Von Stammzellen zur fast fertigen Netzhaut
Jetzt hat ein Team um Philipp Wahle von der ETH Zürich diese Methoden weiterentwickelt und kombiniert, um damit erstmals die Entwicklung der menschlichen Retina an Organoiden nachzuvollziehen und bis auf die Zellebene genau zu kartieren. Dafür züchteten die Forschenden die dreidimensionalen Gewebekulturen aus verschiedenen menschlichen Stammzelllinien, die an der Entwicklung der Retina beteiligt sind.
Im Labor ließen sie diese Organoide 39 Wochen lang wachsen und verfolgten dabei ihre Entwicklung auf genetischer, zellulärer und molekularer Ebene. „Wir können damit zeigen, wie sich das Organoid-Gewebe langsam aufbaut, wo sich wann welche Zelltypen vermehren und wo sich die Synapsen befinden. Die Vorgänge sind vergleichbar mit jenen der Netzhautbildung während der Embryonalentwicklung“, erklärt Koautor Gray Camp von der Universität Basel.

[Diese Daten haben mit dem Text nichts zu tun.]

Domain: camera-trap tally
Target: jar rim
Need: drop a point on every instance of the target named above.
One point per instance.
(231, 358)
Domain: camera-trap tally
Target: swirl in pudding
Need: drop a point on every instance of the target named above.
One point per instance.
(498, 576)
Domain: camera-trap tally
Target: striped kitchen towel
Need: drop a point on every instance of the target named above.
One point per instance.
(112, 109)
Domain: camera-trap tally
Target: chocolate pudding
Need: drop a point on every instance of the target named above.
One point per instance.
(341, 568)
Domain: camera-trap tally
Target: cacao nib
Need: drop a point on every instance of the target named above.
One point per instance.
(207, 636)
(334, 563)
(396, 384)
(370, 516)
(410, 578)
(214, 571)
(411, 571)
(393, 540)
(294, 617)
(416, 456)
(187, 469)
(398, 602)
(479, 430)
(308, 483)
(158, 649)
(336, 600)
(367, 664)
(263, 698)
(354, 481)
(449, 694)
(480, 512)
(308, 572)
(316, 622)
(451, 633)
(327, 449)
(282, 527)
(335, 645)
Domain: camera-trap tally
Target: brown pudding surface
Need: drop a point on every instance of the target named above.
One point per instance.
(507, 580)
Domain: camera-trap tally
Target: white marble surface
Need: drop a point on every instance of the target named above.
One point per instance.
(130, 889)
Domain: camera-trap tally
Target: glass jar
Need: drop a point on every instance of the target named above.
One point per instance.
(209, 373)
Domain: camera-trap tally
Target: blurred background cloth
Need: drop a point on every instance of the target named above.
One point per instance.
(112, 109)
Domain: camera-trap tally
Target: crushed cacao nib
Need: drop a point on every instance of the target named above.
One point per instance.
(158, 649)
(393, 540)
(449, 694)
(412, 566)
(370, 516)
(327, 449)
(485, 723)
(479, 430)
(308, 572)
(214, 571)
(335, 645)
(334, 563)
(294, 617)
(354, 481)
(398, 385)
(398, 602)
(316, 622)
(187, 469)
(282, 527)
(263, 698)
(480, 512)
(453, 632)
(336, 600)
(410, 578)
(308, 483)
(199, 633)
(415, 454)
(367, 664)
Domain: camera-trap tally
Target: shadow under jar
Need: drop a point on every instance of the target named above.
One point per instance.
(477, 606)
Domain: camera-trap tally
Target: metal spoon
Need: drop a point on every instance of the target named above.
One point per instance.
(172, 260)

4i-Technologie: Farbmarkierung für 53 Proteine
Besonders tiefe Einblicke erhielten die Forschenden durch eine neu entwickelte Methode, das sogenannte Iterative Indirect Immunofluorescence Imaging, kurz 4i-Technologie. Sie erlaubt es erstmals, mehrere Dutzend Proteine in einem sich entwickelnden Gewebe sichtbar zu machen. Bei der normalen Fluoreszenzmikroskopie können aus technischen Gründen nicht mehr als fünf Proteine gleichzeitig angefärbt werden. Bei der 4i-Technologie werden drei Farbstoffe genutzt, diese nach der Messung wieder aus der Gewebeprobe weggewaschen und dann drei neue Proteine sichtbar gemacht.
Für die Kartierung des Netzhaut-Organoide führte ein Roboter diesen Schritt im Laufe von mehreren Tagen 18 Mal durch. Im Computer wurden die so gewonnenen Einzelbilder zu einem einzigen Mikroskopiebild zusammengefügt. Das Resultat ist eine Proteinkartierung des Organoids, die 53 verschiedene Proteine und ihre Verteilung sichtbar macht. Dies liefert wichtige Informationen über die Entwicklung der einzelnen Zelltypen, aus denen die Netzhaut besteht, also zum Beispiel auf Stäbchen- und Zapfenzellen sowie Ganglienzellen.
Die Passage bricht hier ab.